The widespread presence of faults in Virginia is noted here and shown in graphic imagery here. Dr. Brown explains why such faults formed on this page of his online book, and then describes their connection with earthquake activity -- even if far from a "plate boundary":
Today, very slight amounts of slippage frequently occur along faults in the crust and mantle, especially where faults extend from a trench down to the unsteady liquid foundation of the outer core. If, instead of a solid foundation, your home rested on a dense liquid foundation, you can imagine how cracked the walls of your house would be if ripples sometimes pulsed through the liquid or if that foundation rose by the steady addition of dense liquid. Slippage would frequently occur along existing cracks in the walls. Within the mantle, slippage along faults produces more magma, most of which drains into the outer core, adding to its volume and causing more uplift, slippage, and ripples. The mantle is unstable.
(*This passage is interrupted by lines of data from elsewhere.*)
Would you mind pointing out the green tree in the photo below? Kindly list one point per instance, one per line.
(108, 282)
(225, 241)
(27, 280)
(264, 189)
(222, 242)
Frictional heat generated along faults throughout the mantle conducts slowly into the walls of the fault. Above depths of 410 miles (700 kilometers), local instabilities sometimes arise as heat weakens the solid silicate scaffolding and forms more droplets. Once leaks form, the liquid droplets can escape; their buoyancy forces them upward if they are above the crossover depth or downward if they are below the crossover depth. The scaffolding then will quickly collapse and thereby generate much more heat and melting. Earthquakes—runaway shocks—result.

This explanation is much more scientific than the mechanism offered by the tectonic theory, which postulates a liquid mantle circulating below the crust and occasionally causing earthquakes when slippage occurs between plates, or when pressures build up between plates and they temporarily "unlock." We noted in this previous post that such an explanation is not even truly satisfactory for the activity of the famous San Andreas Fault in California.

Today's unusual Virginia earthquake should provide a good opportunity for greater interest in the cause of earthquakes in general, and of earthquakes far from plate boundaries in particular. Those who examine all the evidence may conclude that the hydroplate theory provides a much better explanation than does the theory of plate tectonics.